Auch kennen wir die unschlagbarsten Lautsprecher des Planeten, nicht mehr zu überbietende 4K-Kameras nebst rattenschärfsten Objektiven. In Sachen endgeile AV-Receiver, edelste Blu-ray- oder Ultra-Blu-ray-Player, ultimative Speichermedien sowie „beste Kabel der Welt“ macht uns keiner was vor, nicht wahr? Und falls da tatsächlich mal irgend so ein Klugscheißer antanzen, blöd rumquatschen und uns in unverschämt forscher Art und Weise besserwisserisch daherkommen würde, dann müsste sich der aber schleunigst warm anziehen, oder? Aber ganz warm!

Manchmal schmerzt es, dass wir nicht öfter um unsere profunde Meinung gebeten werden. Es ist ja leider Gottes nicht so, dass alles das, was uns heilig ist, den Großteil unserer Mitmenschen ebenso mitreißt und aufwühlt. Diese bedauernswert orientierungslosen Pilger vergeuden ihren winzigen Tropfen irdische Zeit, indem sie alle fünf Minuten einem anderen Politiker-Heini nachhumpeln, sich Sorgen um abgehalfterte Celebrities, tuntige Adelige und unbekannte Prominente machen oder „Männer“, die kochend (!) am Herd (!!) stehen, als Helden feiern. Die Welt ist außer Rand und Band! Fehlt nur noch Donald Trump.

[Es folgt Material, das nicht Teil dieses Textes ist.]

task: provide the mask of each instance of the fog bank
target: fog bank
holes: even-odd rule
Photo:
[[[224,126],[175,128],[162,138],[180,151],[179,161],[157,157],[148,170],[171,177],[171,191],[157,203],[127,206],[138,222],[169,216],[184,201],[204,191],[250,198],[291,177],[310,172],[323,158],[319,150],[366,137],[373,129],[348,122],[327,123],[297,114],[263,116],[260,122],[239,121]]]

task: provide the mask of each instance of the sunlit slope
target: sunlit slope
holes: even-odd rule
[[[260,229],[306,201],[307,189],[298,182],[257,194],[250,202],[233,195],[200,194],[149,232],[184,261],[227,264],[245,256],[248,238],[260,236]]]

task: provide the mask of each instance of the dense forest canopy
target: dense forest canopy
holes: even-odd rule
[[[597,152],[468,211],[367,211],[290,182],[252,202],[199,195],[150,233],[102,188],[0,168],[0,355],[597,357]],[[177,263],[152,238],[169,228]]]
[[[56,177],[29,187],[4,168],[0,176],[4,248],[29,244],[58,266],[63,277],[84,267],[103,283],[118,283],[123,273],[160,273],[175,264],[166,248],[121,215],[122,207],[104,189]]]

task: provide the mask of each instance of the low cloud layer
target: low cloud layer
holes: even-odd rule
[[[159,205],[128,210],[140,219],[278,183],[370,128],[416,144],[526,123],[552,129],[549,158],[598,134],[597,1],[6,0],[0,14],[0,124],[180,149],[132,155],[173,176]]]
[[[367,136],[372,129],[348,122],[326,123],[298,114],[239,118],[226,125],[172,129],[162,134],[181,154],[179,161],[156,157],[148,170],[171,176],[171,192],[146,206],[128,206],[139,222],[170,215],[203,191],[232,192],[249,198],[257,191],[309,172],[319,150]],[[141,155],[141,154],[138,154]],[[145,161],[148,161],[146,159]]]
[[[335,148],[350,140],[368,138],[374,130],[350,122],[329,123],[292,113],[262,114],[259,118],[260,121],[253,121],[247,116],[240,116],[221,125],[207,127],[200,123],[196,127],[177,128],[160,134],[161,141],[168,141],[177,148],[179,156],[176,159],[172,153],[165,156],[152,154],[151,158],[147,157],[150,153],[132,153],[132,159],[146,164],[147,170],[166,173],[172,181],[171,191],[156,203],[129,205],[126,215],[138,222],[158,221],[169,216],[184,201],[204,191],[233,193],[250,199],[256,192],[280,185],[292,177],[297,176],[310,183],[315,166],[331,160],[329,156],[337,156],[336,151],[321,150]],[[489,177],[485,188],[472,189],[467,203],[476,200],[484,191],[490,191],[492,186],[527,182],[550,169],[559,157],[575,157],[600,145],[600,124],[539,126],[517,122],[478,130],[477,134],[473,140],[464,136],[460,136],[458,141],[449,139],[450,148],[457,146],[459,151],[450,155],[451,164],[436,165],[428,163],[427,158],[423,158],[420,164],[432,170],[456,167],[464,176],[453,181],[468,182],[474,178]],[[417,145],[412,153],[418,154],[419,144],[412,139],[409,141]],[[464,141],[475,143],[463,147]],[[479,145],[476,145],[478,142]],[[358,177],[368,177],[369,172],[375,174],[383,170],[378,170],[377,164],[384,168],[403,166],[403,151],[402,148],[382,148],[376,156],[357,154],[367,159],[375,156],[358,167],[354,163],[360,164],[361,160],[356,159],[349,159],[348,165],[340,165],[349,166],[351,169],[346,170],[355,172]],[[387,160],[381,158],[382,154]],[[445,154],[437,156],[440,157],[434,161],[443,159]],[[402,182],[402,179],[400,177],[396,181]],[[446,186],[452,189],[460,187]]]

Was macht der Greis in meinem Spiegel?

Aus diesem Kontext heraus erschien mir ein knallharter Selbsttest, den ich neulich mit meinem inneren, recht kritischen, teils sogar widerborstigen Ich sorgsam vorbereitete und gewissenhaft durchführte, völlig normal. Überschrift: „Was tauge ich selbst als hochauflösendes Medium?“ Ich wartete artig ab, bis ich endlich aus unruhigem Schlummer erwachte, dann legte ich sofort los. Recht enttäuschend, denn mein Sichtfeld war stark eingeengt, da die Shutter meiner beiden serienmäßig im Kopf eingebauten Bio- (also quasi OLED) Objektive noch ein wenig klemmten.

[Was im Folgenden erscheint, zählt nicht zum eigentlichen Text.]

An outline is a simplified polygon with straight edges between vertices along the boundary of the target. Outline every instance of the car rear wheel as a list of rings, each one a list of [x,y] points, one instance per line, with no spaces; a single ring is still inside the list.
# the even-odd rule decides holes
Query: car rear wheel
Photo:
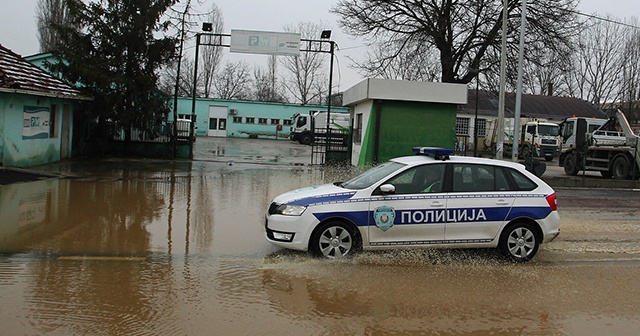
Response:
[[[499,248],[512,261],[529,261],[538,252],[540,241],[529,223],[508,226],[500,236]]]
[[[320,258],[344,258],[355,254],[360,248],[355,229],[337,221],[320,225],[309,242],[311,253]]]

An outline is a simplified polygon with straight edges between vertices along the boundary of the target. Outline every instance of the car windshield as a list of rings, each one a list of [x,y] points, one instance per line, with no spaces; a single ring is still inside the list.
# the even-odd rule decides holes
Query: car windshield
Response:
[[[560,127],[556,125],[538,125],[538,133],[542,135],[556,136],[560,134]]]
[[[369,188],[374,183],[380,181],[384,177],[393,173],[394,171],[404,167],[405,165],[398,162],[385,162],[381,165],[375,166],[364,173],[350,179],[347,182],[342,183],[340,186],[346,189],[365,189]]]

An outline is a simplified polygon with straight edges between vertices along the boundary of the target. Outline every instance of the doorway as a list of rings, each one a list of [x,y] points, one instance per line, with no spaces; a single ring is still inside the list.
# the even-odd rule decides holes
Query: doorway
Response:
[[[228,115],[229,108],[227,106],[209,106],[209,130],[207,131],[207,135],[226,137]]]

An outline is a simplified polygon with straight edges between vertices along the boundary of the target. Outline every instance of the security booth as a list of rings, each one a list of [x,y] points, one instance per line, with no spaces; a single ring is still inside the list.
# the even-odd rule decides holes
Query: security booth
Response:
[[[412,155],[415,146],[453,149],[464,84],[366,79],[345,91],[353,123],[351,164]]]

„Kenn ich nicht, wasch ich nicht“, meckerte das Korrekturprogramm unter der Schädeldecke, als mich die hässliche Fratze eines uralten, kahlköpfigen, adipösen Greises im Spiegel anstarrte, der die Augen zusammenkniff und schadhafte, gut belegte Zähne bleckte. Mein organisches Audiosystem schien gerade erst hochzufahren, Surround-Sound oder gar immersive Dolby-Atmos-Klangeindrücke wurden vom tieffrequenten Brummen der betagten Festplatte unterdrückt, höchstens gelegentlich durch heitere Pfeifgeräusche in den Ohr-Mikrofonen aufgelockert.

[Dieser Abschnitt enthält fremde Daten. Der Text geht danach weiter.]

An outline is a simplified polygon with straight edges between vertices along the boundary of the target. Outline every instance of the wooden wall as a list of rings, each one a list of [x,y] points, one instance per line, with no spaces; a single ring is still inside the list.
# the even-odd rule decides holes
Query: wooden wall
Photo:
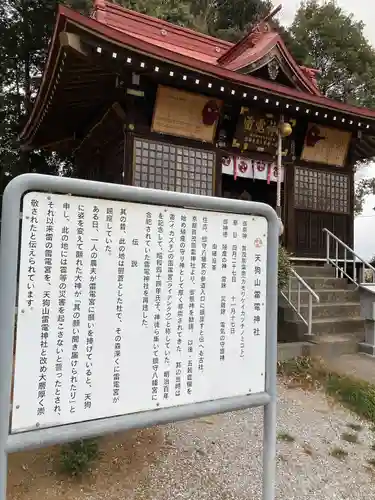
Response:
[[[151,85],[150,89],[146,86],[144,99],[127,96],[93,125],[75,152],[78,176],[225,196],[221,174],[221,158],[225,152],[212,144],[152,133],[154,99],[155,86]],[[307,123],[300,130],[302,138],[306,126]],[[297,158],[302,149],[301,141],[298,142]],[[152,162],[147,165],[147,149],[155,150],[152,165]],[[179,161],[182,166],[177,166]],[[178,169],[182,169],[181,172]],[[349,246],[353,245],[353,179],[349,162],[337,168],[297,159],[294,166],[285,166],[284,242],[295,256],[324,257],[324,228]]]
[[[326,228],[353,247],[354,173],[342,169],[308,165],[287,170],[287,247],[296,257],[323,258]]]
[[[77,176],[103,182],[124,182],[126,116],[114,103],[91,128],[74,152]]]

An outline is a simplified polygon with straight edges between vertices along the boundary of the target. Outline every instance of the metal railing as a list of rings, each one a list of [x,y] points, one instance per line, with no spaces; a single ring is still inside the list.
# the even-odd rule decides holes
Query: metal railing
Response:
[[[328,229],[323,229],[326,234],[326,261],[335,268],[336,278],[344,276],[356,286],[375,284],[375,267],[365,259],[362,259],[352,248],[340,240]],[[331,247],[333,243],[334,256],[331,256]],[[343,250],[343,256],[340,256],[340,250]],[[349,257],[349,258],[348,258]],[[359,264],[359,269],[357,269]],[[351,273],[350,273],[351,269]]]
[[[293,279],[296,280],[296,288],[292,287]],[[301,303],[301,292],[305,291],[308,293],[307,302],[307,317],[302,314],[302,307],[305,303]],[[291,270],[288,282],[288,289],[281,291],[281,295],[288,302],[290,307],[295,311],[298,317],[307,326],[307,335],[312,335],[312,307],[313,300],[317,303],[320,302],[318,294],[306,283],[306,281],[301,278],[301,276],[294,270]]]

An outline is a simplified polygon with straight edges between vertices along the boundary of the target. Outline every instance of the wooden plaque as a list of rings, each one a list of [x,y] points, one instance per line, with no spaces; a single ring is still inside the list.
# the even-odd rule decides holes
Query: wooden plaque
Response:
[[[202,119],[203,109],[210,101],[222,106],[222,101],[159,85],[151,130],[212,143],[217,120],[205,125]]]
[[[301,160],[343,167],[351,132],[309,123]]]
[[[296,120],[284,118],[292,126],[292,135],[283,139],[283,157],[287,159],[295,154],[294,131]],[[242,152],[258,151],[276,155],[278,142],[278,127],[280,115],[260,109],[241,108],[236,131],[233,137],[233,148]]]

Anti-Viren-Bagage sabotiert den Neustart

Vor mein geistiges Auge projizierte die Regie ein Bild, das mehrere, mit Bier gefüllte, überschäumende, in der Sonne glitzernde Maßkrüge zeigte, welches mit dem absurden Text „Nicht kompatibel!!!“ versehen war. „Wer, zum Teufel, verzapft so einen dermaßenen Quatsch?“, schrie ich – was die Rechtschreibung angeht –  nicht korrekt aber dafür umso leiser in mich hinein. Der Subwoofer im Brustkorb kündigte durch verstärktes Pumpern an, dass ich mich über „die da oben“ von der Anti-Viren-Bagage, die mit so einem Mist meinen eh schon schwierigen Programm-Neustart sabotierten, gewaltig ärgerte. Gleichzeitig mit dem Blutdruck-Anstieg blendeten die Objektive auf und ich konnte endlich ziemlich gut sehen.

Aua! Immersives Geplärr von rechts unten, das in den Hochton-Sektion eine breite Schneise der Verwüstung hinterließ. Ich solle gefälligst endlich in die Küche kommen, der Kaffee sei schließlich längst fertig, außerdem müsse sie jetzt weg, sonst komme sie noch zu spät. Eine kurze Recherche im Datei-Ordner „Wer bin ich und wenn ja – wie viele?“ ergab, dass es sich bei der quietschenden Person um mein Weib handeln musste, dem es wie immer pressierte und dass somit alles völlig normal und im „grünen Bereich“ war.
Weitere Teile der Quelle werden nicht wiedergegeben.